Geheimtipp: Gitzi-Ragout. Die Gislers sind berühmt für ihre unglaublich tiefen Saucen. Gilt auch für die Gitzi-Gänge. Das Ragout oder Voressen ist sehr beliebt bei den Stammgästen und auch der Favorit der Wirte. Geschmort wird nur Hals und Schulter und keinesfalls die Brust. «Aus der machen wir die Gitzi-Würstli.» Gebraten wird im «Kaiserstock» zweimal täglich à la minute, weil Gisler die «sous vide»-Technik nicht so mag und die Challenge am Ofen bevorzugt («mehr Biss»): Der Gitzi-Schlegel ist nach zwei bis drei Stunden bei 120 Grad gar, wird in feine Tranchen geschnitten und zusammen mit dem Gitzi-Rücken angerichtet. Und was hat Joël, der Beilagenkönig zu bieten? Rösti zu den Innereien. Kartoffelstock zum Voressen. Bramata nach Urner Art aus dem grossen Topf, glücklicherweise mit Nachschlag-Option. 

Morcheln & Sbrinz in den Ravioli. Alternativen zum Gitzi? Ein pochiertes Wachtelei, Spargelmousse und Löwenzahnvinaigrette zur Begrüssung. Wunderbare Morchel-Ravioli! Der Teig geduldig gewalzt, hübsch geformt, dazu wird angebräunte Butter serviert. Das Geheimnis der Füllung? «Morcheln, Zwiebeln, Knoblauch und Jahrgangs-Sbrinz Selection Wiget.» 18-Punktechef Franz Wiget, ein Freund des Hauses, hat ihm ein mächtiges Stück Sbrinz, Jahrgang 2016, überlassen. Eine zarte Seezunge auf einem Artischocken-Boden ist die Gitzi-Alternative im Hauptgang. Selbst ein einfacher Nüsslisalat schmeckt hier besser als anderswo. Spiegeleier gibt es dazu, «von meinen eigenen Hühnern», sagt Veronika Gisler. Ihre «Herde»: Sieben Hennen. Ein Hahn. Zwei «Bibeli».
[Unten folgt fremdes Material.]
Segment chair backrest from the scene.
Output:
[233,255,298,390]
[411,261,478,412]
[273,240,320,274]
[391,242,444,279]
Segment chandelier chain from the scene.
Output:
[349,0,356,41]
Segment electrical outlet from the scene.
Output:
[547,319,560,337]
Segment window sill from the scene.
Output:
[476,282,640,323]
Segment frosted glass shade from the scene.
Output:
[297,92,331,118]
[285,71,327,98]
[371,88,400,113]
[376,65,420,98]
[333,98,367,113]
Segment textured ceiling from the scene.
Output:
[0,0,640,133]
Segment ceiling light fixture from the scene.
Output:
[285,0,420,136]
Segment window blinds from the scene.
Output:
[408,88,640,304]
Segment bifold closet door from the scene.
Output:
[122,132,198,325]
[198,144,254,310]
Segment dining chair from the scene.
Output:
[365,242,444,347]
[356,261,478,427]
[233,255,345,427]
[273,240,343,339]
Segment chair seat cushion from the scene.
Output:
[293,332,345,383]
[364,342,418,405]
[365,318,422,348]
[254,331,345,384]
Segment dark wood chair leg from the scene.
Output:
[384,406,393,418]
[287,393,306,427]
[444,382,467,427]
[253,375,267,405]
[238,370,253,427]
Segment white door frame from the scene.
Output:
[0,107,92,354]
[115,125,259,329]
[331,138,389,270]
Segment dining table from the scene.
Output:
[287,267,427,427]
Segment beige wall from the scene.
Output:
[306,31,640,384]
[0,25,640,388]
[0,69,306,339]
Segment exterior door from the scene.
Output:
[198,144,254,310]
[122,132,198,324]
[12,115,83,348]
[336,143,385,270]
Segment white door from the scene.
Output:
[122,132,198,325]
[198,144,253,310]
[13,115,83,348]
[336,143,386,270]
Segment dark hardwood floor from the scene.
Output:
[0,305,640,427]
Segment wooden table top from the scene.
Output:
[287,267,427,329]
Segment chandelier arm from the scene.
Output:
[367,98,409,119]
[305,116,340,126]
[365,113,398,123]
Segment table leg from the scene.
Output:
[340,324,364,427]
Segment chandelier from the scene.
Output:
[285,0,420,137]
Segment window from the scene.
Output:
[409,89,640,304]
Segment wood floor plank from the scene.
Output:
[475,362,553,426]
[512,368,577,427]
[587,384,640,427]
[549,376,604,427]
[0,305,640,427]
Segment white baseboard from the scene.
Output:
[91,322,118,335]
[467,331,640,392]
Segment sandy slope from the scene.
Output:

Neu 16 GaultMillau-Punkte. Der «Kaiserstock» ist für alle da: Für Wanderer und Tourenfahrer. Aber so langsam haben die Feinschmecker die Mehrheit in den Säli. Eine Tendenz, die wir mit dem hochverdienten 16. Punkt gerne unterstützen. Hausordnung im abgelegenen Dorf: Wer das ganz grosse Gourmet-Menü will, muss das zwei Tage im Voraus anmelden. Geöffnet ist der Gasthof vier Tage, von Donnerstag bis Sonntag; am Wochenende wird durchgehend gekocht, das volle Programm! Verwunderlich sind die Preise: Atemberaubend tief!